Penulis Aming Naqsabandi

Kediri, tagarjatim.com – Bandara Internasional Dhoho Kediri di Kediri, Jawa Timur, direncanakan beroperasi pada 15 Januari 2024. Untuk menyambut beroperasinya bandara ini Bupati Kediri Hanindhito Himawan Pramana menyiapkan stand khusus bagi pelaku UMKM di lokasi bandara.

Bupati mengungkapkan bandara ini merupakan bandara yang dimiliki masyarakat Jawa Timur. Untuk itu, pihaknya akan berkomunikasi dengan gubernur, terkait daerah yang akan mengisi gerai UMKM.

Dirinya menilai perlu ada gerai UMKM yang menyajikan produk dari UMKM Kediri dan sekitarnya, sehingga nantinya dapat menampilkan kekhasan masing-masing daerah sebagai media promosi.

“Kita akan mengajak kota atau kabupaten lain untuk memasukkan produk yang sudah dikurasi yang betul-betul bisa dinikmati pengunjung Bandara Dhoho,” katanya Jumat (5/1/2024).

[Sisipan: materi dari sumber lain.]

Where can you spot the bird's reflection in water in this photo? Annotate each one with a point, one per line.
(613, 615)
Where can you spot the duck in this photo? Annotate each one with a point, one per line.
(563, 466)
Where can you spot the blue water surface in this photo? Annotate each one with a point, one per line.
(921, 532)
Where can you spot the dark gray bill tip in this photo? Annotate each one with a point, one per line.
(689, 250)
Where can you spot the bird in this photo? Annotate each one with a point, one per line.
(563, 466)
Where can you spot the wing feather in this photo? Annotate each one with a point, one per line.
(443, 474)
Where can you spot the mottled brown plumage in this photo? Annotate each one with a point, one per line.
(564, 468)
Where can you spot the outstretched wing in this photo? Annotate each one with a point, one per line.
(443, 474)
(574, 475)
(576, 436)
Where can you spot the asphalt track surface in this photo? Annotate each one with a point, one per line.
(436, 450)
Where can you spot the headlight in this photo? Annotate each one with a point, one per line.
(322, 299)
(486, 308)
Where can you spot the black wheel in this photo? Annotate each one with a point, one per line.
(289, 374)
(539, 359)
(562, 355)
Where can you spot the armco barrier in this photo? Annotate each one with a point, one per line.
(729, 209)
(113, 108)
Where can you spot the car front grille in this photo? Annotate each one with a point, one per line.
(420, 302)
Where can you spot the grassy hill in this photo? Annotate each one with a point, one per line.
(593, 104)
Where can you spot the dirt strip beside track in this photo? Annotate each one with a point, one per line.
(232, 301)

Terkait beroperasinya bandara, bupati muda berkacamata tersebut mengungkapkan dalam kurun 10 hari ke depan bandara yang berada di lereng Gunung Wilis ini sudah bisa beroperasi secara komersil.

“Kalau tidak ada perubahan jadwal, semoga bandara bisa beroperasi pada 15 Januari,” ungkapnya.

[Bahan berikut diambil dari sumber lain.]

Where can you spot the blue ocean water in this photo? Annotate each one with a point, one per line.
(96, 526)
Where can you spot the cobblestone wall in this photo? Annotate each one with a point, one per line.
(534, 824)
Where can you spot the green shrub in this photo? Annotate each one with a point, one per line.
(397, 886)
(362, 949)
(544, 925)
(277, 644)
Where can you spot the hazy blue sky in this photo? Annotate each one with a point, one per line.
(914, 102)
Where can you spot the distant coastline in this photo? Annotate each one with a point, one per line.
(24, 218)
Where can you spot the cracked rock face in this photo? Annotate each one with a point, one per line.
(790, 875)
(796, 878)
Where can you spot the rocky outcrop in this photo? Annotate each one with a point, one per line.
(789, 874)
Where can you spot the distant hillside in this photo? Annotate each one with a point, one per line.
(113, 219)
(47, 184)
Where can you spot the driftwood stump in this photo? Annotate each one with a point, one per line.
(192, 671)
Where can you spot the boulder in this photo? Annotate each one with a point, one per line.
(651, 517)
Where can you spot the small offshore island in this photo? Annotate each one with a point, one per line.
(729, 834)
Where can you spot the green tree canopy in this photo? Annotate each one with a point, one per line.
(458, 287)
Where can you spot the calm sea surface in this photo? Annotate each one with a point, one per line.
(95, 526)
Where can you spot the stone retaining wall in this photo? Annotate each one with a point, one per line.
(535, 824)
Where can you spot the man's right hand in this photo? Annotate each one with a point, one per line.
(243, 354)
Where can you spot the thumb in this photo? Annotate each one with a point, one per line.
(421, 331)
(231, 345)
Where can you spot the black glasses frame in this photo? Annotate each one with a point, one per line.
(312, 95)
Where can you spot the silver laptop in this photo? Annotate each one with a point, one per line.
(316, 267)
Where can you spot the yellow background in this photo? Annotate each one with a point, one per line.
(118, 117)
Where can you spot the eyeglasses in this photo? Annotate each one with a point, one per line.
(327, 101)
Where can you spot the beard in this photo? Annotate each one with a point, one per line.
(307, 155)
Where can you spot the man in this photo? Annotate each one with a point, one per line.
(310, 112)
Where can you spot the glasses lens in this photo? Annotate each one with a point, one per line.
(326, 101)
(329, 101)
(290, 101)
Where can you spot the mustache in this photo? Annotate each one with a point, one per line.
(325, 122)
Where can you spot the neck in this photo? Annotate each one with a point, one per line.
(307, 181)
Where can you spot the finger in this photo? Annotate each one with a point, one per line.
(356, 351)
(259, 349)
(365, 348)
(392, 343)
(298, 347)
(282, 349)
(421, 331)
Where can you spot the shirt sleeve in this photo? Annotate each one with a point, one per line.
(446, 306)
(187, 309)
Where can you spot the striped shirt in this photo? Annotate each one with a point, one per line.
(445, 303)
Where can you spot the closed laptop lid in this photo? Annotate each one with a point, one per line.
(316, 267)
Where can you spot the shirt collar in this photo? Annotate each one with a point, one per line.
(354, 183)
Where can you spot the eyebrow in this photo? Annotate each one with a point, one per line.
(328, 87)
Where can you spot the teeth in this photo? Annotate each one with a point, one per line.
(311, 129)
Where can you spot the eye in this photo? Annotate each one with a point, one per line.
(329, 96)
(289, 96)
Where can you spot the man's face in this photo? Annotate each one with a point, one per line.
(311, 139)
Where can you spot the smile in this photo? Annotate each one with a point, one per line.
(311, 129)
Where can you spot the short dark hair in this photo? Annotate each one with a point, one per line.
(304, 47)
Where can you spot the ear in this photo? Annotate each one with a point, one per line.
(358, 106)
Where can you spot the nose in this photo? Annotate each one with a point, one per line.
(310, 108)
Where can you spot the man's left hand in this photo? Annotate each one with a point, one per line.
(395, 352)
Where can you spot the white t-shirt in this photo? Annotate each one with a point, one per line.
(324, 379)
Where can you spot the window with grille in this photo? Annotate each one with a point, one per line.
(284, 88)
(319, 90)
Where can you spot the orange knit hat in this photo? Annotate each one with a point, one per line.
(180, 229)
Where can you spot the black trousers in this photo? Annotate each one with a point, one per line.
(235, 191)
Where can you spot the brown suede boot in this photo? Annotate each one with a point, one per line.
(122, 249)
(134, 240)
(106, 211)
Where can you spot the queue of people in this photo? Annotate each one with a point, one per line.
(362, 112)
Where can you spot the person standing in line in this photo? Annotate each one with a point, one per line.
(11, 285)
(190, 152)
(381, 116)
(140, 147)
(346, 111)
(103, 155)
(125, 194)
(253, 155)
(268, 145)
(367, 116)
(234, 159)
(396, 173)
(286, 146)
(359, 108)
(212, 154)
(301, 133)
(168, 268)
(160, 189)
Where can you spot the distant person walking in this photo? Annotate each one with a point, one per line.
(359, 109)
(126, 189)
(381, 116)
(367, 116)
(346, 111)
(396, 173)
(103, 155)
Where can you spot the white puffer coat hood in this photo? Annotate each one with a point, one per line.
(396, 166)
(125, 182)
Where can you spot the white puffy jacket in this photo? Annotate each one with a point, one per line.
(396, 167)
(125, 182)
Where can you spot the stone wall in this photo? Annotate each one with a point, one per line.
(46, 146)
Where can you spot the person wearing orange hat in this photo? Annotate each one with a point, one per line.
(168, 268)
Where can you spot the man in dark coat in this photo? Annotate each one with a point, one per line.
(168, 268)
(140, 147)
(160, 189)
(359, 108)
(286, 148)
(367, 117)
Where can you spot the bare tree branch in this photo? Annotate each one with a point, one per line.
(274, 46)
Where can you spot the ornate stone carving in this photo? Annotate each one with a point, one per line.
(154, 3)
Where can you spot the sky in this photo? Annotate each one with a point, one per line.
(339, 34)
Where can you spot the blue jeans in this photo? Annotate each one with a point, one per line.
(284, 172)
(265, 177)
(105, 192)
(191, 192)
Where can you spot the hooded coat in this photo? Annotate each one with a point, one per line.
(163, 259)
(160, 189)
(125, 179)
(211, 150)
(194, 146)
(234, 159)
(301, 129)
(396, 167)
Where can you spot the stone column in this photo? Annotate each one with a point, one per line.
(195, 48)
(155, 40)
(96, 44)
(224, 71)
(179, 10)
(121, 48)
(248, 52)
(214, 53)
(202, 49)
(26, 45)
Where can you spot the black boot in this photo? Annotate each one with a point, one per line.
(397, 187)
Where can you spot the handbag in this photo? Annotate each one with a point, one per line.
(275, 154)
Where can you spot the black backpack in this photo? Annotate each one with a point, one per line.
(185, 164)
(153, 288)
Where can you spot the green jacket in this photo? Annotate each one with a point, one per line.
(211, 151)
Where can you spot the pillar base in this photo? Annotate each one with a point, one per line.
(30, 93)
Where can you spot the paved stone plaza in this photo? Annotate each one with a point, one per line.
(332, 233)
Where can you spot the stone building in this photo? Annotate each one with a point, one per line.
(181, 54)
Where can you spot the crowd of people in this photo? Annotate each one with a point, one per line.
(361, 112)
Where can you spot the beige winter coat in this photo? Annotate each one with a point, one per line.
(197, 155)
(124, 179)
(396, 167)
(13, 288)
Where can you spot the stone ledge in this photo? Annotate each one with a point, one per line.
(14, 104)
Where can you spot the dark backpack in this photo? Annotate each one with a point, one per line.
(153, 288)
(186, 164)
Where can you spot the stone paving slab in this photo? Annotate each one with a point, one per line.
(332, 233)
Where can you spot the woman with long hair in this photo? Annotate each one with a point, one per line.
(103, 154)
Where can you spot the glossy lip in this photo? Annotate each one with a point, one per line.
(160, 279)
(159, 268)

Sementara itu, Kepala Dinas Koperasi Usaha Mikro (Kopusmik)Kabupaten Kediri Mamiek Amiyati mengatakan dari kurang lebih 9.800 UMKM binaan, terdapat 60 UMKM kategori makanan dan minuman yang siap ditampilkan di bandara.

Sedangkan tempat yang disiapkan bagi pelaku UMKM di bandara sebanyak 3 gerai. Tempat tersebut dibagi menjadi 3 klaster, yakni makanan minuman, kopi, serta craft.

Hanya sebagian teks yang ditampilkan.